Dual-use space technologies can help strengthen the nation’s science and technology sector and modernize its military, according to the U.S. Department of Defense. China’s advancements in space can help its military develop missiles, lasers and robots that can be used for combat in space, according to its 2023 report on the Chinese military.

But U.S. officials say that despite Beijing’s progress, the United States remains on track to return astronauts to the lunar surface ahead of China.

“I’ve been fairly pointed in my comments that we’re in a space race with the Chinese, and that they are very good,” NASA Administrator Bill Nelson told The Washington Post in a recent interview. “Especially in the last 10 years, they’ve had a lot of success. They usually say what they mean, and they execute on what they say.”

Research collaboration between the United States and China on space is rare. But following the Chang’e 5 mission’s return to Earth in 2020, NASA urged its scientists to apply for access to the roughly four pounds of lunar soil and rock it collected.

A long-standing U.S. law bars the use of NASA funds for projects with China or Chinese-owned companies without congressional approval due to concerns about the potential transfer of sensitive U.S. data or technologies to China.

U.S. Ambassador to China Nicholas Burns has said he does not believe the Chinese are interested in cooperating with the United States on space research.

“I don’t believe the Chinese have shown much of an interest in working with the United States” on space, Burns said during a Council on Foreign Relations event in December. “So in a way it’s contested. It’s a contested area and we feel comfortable with where we are.”

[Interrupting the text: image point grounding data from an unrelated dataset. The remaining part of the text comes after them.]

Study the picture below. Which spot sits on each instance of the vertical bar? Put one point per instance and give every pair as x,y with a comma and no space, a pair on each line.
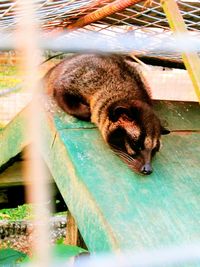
191,60
37,191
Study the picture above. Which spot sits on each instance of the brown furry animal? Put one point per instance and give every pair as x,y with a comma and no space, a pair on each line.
112,93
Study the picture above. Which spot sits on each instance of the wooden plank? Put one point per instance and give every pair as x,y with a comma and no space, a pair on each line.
12,176
114,208
117,209
12,138
191,60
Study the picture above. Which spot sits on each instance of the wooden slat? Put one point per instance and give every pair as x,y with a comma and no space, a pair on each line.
117,209
114,208
191,60
12,138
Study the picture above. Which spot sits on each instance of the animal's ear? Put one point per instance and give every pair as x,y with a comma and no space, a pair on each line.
115,112
164,131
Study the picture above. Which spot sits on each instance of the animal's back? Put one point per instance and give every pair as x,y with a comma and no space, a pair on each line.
90,75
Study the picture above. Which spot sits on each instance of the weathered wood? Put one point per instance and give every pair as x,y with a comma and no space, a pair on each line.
12,138
117,209
71,231
191,60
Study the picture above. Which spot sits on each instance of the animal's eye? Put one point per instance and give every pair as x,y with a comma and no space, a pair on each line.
156,148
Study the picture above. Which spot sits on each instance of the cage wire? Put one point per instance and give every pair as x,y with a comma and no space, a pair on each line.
141,29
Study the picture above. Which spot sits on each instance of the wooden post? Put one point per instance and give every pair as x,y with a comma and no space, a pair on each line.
103,12
191,59
71,231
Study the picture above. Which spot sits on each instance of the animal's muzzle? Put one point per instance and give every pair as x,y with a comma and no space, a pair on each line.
147,169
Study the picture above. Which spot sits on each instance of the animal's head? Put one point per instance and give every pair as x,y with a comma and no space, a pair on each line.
134,134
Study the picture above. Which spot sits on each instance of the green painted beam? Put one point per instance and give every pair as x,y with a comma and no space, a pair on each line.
12,138
116,208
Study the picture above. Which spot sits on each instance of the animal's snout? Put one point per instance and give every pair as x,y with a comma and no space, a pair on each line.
147,169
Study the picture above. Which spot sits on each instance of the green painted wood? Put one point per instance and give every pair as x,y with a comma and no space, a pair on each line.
118,209
115,208
12,138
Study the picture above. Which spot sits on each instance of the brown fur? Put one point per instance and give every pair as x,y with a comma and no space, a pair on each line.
112,93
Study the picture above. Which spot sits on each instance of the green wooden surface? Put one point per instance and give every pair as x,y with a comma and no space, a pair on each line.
114,207
12,138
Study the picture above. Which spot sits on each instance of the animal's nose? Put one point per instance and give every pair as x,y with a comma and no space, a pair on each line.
146,169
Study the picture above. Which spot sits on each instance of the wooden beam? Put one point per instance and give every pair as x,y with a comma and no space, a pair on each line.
103,12
114,208
191,60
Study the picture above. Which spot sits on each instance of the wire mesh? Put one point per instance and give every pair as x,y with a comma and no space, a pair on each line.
60,14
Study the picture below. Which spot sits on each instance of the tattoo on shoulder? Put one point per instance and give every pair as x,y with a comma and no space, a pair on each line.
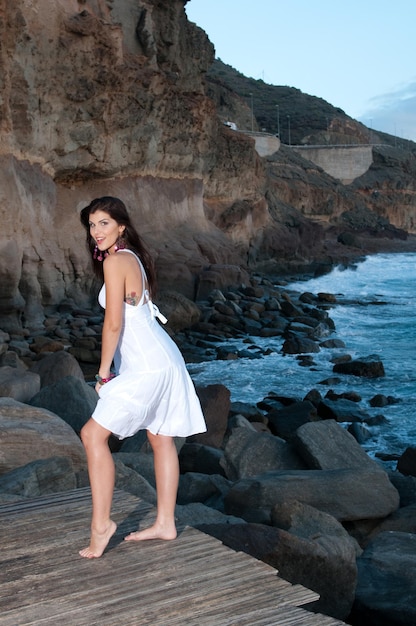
132,298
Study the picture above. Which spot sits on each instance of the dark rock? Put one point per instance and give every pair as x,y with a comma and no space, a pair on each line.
56,366
18,384
406,486
249,453
346,494
215,403
367,367
386,587
208,489
325,565
360,433
407,462
29,434
297,344
70,398
195,457
326,445
40,477
284,422
341,411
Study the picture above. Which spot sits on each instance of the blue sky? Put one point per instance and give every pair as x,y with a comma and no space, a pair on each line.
357,55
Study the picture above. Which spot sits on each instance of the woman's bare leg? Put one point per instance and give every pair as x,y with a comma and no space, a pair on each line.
167,480
102,475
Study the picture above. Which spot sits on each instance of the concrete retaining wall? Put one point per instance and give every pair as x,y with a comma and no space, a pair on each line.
343,162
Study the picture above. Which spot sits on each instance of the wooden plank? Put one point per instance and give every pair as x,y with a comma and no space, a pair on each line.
192,580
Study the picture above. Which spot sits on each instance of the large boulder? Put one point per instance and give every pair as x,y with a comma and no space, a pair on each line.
367,367
249,453
326,565
39,478
56,366
326,445
346,494
215,403
341,410
18,384
284,422
71,398
386,587
28,434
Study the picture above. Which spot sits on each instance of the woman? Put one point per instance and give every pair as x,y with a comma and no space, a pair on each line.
152,389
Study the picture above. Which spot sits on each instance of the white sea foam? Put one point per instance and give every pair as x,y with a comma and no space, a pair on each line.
376,314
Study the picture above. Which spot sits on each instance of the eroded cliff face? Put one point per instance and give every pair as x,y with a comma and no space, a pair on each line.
106,97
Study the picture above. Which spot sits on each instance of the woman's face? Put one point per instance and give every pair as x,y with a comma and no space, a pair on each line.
104,230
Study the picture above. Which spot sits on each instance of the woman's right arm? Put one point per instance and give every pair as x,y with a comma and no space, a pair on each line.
114,278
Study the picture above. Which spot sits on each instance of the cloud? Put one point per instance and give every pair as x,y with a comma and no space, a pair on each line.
393,112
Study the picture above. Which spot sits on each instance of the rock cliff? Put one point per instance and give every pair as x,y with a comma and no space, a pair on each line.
108,98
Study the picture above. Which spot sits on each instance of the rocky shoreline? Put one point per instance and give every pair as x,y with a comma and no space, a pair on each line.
281,480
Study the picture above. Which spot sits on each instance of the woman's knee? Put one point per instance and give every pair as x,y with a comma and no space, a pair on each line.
92,433
160,441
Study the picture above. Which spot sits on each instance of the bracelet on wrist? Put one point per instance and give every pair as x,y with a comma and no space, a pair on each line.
102,381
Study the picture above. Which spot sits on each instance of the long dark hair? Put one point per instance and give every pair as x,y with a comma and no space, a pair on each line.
116,209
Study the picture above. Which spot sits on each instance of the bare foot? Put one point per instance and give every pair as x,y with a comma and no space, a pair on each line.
99,542
157,531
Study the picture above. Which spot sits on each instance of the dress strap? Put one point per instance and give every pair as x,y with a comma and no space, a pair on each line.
154,310
145,299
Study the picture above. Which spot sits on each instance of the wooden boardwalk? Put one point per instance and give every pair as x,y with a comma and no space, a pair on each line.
193,581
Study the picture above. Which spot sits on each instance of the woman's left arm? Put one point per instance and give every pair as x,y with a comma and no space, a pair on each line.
114,279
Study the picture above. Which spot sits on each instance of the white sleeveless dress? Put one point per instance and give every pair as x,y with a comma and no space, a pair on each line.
152,389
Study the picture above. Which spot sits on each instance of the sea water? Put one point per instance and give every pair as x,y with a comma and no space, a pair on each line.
375,314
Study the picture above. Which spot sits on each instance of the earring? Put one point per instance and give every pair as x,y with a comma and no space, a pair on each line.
120,243
98,254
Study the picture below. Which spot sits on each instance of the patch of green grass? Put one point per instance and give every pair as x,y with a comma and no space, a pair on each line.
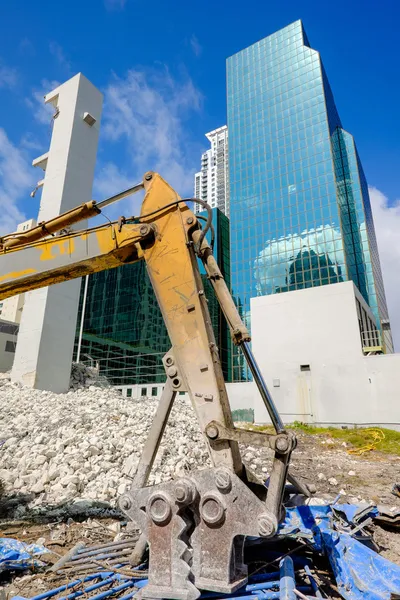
356,438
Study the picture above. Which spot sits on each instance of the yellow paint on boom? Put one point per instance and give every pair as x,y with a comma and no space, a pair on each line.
16,274
63,247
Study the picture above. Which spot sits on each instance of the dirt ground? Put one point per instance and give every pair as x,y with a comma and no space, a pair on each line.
318,459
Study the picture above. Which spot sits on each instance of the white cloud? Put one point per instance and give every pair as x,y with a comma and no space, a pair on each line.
8,77
16,181
195,45
387,228
114,4
57,51
41,111
146,111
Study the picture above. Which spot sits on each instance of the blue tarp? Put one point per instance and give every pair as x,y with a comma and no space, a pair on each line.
361,573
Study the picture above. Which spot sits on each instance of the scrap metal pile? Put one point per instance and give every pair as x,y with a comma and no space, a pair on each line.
319,552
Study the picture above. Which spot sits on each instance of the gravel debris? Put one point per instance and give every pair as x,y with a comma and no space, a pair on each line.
82,444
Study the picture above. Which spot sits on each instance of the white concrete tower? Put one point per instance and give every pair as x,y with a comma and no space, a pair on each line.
47,331
212,182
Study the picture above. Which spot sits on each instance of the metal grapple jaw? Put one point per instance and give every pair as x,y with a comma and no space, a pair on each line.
195,527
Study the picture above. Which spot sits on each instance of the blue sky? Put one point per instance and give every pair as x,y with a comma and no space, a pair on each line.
162,65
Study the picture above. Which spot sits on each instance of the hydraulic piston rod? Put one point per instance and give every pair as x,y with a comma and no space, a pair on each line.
262,388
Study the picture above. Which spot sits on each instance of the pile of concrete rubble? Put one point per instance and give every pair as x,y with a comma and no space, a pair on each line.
82,444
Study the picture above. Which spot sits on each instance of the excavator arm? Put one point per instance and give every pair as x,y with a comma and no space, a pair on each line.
195,526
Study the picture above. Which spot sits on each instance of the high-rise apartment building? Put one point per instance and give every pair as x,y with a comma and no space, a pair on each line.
11,308
212,182
300,211
123,328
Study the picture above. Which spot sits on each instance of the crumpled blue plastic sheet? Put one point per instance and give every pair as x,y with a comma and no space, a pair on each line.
15,555
361,573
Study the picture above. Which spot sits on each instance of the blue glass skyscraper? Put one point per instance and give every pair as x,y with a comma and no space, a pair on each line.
300,209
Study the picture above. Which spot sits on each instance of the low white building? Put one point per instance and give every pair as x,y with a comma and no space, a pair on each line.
319,364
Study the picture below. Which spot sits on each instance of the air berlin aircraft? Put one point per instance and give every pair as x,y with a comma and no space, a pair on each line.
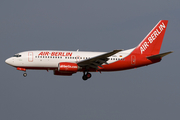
69,62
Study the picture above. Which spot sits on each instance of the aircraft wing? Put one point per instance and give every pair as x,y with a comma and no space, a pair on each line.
97,60
158,56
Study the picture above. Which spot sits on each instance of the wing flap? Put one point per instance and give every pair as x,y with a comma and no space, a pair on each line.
97,60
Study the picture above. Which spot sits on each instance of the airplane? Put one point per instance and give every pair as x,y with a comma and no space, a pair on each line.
67,63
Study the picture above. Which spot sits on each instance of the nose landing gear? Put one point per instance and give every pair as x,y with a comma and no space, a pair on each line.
24,74
86,75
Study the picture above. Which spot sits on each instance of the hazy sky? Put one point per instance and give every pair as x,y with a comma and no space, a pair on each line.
147,93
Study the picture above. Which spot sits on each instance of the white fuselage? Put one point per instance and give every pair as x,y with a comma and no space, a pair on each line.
50,58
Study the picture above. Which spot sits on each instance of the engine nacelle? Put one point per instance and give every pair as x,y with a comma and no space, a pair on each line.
68,67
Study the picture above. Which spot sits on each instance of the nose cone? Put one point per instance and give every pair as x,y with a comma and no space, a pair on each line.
8,61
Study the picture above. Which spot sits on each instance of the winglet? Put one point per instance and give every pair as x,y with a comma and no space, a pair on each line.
158,55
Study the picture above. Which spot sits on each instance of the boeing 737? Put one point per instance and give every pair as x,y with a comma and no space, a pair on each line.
69,62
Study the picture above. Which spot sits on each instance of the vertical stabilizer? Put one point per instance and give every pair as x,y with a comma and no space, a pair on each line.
151,44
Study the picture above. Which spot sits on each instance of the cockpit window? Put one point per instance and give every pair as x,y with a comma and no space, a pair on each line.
17,55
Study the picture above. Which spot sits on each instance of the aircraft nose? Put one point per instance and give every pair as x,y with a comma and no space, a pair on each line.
8,61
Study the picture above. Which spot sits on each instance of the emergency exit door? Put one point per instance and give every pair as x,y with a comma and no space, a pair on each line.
30,56
133,59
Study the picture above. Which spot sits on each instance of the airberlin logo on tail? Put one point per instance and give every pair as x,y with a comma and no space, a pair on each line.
152,37
55,54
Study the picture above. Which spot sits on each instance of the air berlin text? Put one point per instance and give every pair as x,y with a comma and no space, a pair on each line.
55,54
152,37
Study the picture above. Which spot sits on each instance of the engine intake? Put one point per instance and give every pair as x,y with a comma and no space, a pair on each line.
68,67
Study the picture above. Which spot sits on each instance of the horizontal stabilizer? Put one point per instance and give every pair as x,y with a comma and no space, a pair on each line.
158,55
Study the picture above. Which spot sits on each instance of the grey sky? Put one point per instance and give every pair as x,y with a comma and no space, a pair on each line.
147,93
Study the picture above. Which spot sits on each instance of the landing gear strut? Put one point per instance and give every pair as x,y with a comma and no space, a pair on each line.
86,75
24,74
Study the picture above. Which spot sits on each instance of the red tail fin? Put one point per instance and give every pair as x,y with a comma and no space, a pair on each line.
152,42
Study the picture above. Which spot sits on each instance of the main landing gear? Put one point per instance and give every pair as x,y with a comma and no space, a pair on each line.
24,74
86,75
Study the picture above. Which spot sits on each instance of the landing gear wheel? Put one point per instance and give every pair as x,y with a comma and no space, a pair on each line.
84,77
88,75
24,74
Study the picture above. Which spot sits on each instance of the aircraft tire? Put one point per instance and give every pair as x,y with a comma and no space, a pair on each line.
24,74
84,77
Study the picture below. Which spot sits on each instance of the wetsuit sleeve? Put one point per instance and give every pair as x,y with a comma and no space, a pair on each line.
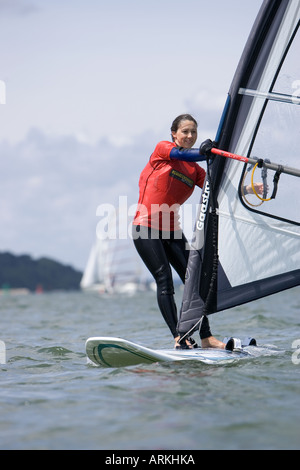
186,155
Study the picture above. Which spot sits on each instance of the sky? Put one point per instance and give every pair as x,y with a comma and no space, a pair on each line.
90,88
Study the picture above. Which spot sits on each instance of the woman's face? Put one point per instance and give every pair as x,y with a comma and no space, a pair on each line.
186,134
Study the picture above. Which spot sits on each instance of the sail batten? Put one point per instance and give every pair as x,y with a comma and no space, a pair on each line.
255,245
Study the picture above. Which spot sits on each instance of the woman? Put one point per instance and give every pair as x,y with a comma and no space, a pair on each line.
166,182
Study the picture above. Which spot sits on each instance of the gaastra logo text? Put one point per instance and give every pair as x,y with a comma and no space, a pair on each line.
204,207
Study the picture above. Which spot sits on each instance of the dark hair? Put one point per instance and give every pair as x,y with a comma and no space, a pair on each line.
179,119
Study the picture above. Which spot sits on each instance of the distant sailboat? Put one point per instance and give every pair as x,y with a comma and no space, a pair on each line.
242,249
113,266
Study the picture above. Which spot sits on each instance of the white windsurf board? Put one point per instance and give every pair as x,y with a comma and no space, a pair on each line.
117,352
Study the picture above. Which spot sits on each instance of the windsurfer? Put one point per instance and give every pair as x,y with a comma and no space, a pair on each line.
166,182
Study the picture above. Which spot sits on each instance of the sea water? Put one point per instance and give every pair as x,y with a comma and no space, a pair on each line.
51,398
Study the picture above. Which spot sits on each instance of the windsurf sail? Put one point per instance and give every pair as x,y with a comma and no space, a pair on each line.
245,248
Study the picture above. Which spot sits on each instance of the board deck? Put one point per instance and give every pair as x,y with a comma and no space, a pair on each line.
117,352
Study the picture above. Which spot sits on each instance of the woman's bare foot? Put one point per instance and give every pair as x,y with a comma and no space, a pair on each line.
189,343
212,342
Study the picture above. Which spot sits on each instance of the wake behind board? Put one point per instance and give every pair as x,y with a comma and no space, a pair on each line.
117,352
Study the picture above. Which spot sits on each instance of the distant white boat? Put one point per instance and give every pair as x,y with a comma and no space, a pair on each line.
113,267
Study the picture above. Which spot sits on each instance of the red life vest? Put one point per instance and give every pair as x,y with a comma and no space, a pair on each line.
165,184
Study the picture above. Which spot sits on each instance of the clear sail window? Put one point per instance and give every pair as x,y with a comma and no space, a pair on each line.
278,139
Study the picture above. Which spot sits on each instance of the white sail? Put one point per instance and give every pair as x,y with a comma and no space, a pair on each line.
246,246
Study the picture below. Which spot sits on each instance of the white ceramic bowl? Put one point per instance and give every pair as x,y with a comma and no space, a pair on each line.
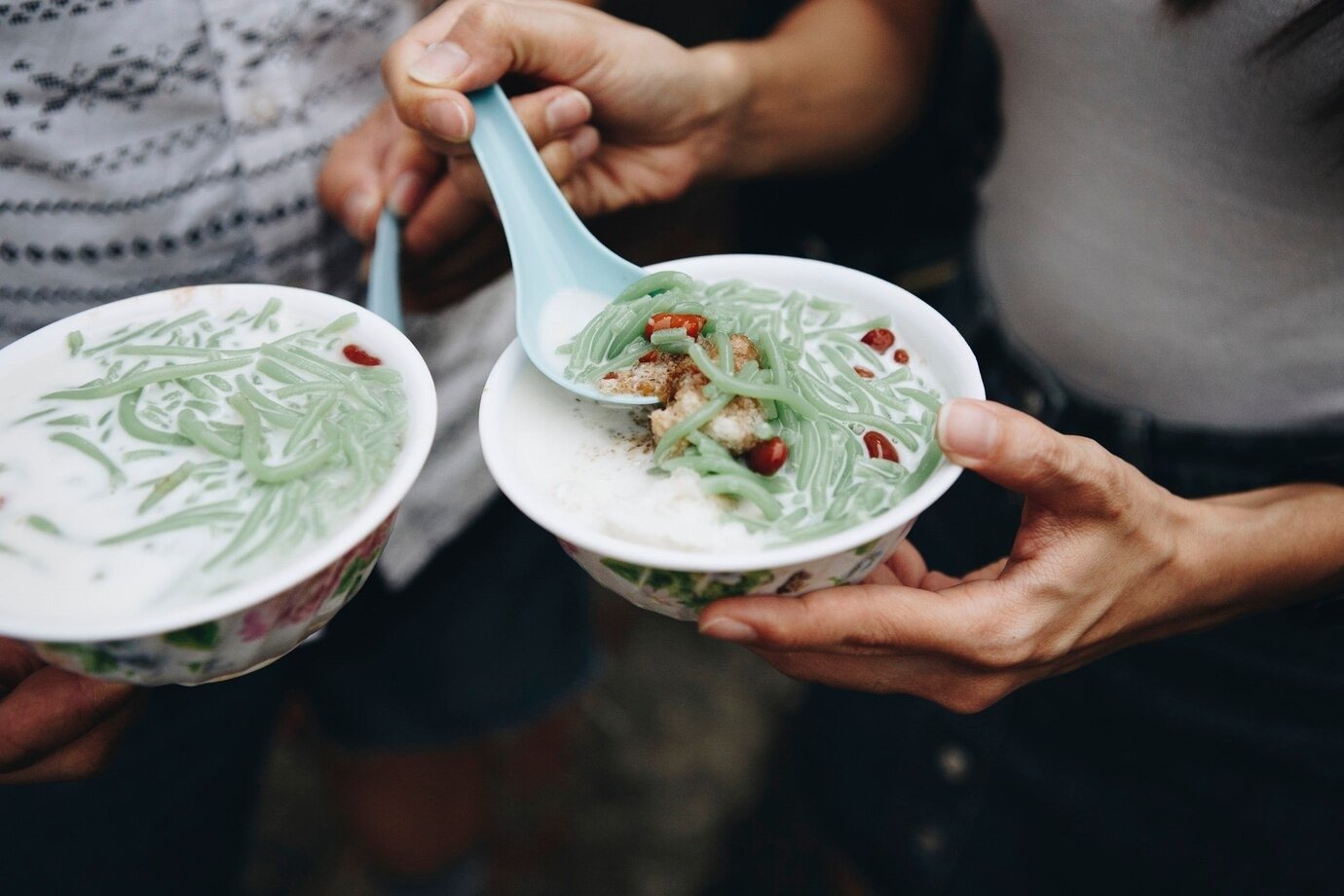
251,625
679,583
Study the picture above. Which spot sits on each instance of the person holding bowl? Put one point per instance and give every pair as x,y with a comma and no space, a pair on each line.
1155,292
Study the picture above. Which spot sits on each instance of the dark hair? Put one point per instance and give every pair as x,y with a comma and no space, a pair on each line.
1309,24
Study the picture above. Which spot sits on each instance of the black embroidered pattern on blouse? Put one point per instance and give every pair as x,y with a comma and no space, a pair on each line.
167,194
141,247
308,28
121,81
20,14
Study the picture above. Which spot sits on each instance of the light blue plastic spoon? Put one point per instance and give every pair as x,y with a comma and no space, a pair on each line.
550,247
385,290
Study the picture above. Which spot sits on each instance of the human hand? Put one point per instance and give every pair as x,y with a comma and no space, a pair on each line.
56,725
658,105
450,243
1103,558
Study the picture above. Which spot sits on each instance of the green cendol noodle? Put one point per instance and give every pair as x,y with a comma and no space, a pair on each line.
806,385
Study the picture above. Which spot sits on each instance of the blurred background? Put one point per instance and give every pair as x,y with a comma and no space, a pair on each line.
690,765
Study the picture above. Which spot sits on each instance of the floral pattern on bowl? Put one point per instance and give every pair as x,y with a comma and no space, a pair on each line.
236,644
682,595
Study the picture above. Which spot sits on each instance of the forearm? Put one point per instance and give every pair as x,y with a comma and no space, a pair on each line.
837,81
1270,547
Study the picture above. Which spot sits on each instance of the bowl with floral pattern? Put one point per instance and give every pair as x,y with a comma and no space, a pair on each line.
674,579
247,623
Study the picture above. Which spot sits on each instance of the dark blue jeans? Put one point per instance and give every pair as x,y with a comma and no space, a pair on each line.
494,633
1206,764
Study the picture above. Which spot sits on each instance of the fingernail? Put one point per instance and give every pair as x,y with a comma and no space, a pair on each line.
439,63
406,194
726,629
584,142
446,119
360,208
966,428
568,110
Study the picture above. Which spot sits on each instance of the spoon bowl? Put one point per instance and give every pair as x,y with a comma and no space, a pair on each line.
551,248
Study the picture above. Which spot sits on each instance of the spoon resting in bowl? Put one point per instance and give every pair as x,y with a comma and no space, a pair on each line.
552,251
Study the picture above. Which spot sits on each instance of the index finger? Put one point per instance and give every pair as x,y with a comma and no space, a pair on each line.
52,708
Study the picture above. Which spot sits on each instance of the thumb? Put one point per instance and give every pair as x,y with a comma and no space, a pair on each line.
466,47
1022,454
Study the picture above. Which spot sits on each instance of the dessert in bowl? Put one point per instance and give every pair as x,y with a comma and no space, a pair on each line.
194,481
792,446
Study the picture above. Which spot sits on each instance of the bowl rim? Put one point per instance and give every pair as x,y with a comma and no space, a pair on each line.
423,411
513,484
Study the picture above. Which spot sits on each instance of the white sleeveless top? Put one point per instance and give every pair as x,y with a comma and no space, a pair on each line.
148,144
1162,229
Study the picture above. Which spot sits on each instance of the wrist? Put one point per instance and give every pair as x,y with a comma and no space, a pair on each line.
726,110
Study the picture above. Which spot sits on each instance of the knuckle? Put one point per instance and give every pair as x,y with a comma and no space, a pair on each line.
1004,640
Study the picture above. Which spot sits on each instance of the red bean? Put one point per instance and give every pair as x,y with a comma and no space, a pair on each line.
879,340
355,355
767,457
879,446
692,324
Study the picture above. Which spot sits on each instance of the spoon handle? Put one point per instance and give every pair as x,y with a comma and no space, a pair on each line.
543,233
385,292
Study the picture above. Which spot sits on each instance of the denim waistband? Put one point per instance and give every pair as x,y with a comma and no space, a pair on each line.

Even if U.S. researchers were given access to the latest samples, it would take many years before they could study them.

International researchers waited three years to apply for access to samples from the previous mission, Chang’e 5, which landed and returned to Earth in 2020. Ten applicants were interviewed in April this year, and China has yet to announce its selection. Five of those applicants were American.

The samples from the latest mission could be “very different” from the rocks collected from the near side of the moon from previous missions, researchers say. The materials collected by Chang’e 6 from the far side are believed to be older samples that can help explain the early history of the moon, experts say.

Kentaro Terada, a professor at Osaka University studying planetary sciences who also applied for samples from a previous Chinese mission, said “there is the high possibility” that the far side samples might hold records of early moon and hopefully some terrestrial elements of billions of years ago, which scientists have failed to find from previous near-side samples.

“I am looking forward to seeing the isotopic differences between the far-side sample and the near-side sample [of] Apollo,” Terada said, adding that some early Earth elements may have been transported to the moon by winds and preserved in lunar soils.

Samples from the far side could be “a game changer,” said Frederic Moynier, a French cosmochemist who applied for Chinese lunar samples from a previous mission.

“Chang’e 6 with far side samples would be very important to test” previously held beliefs about the moon, Moynier said.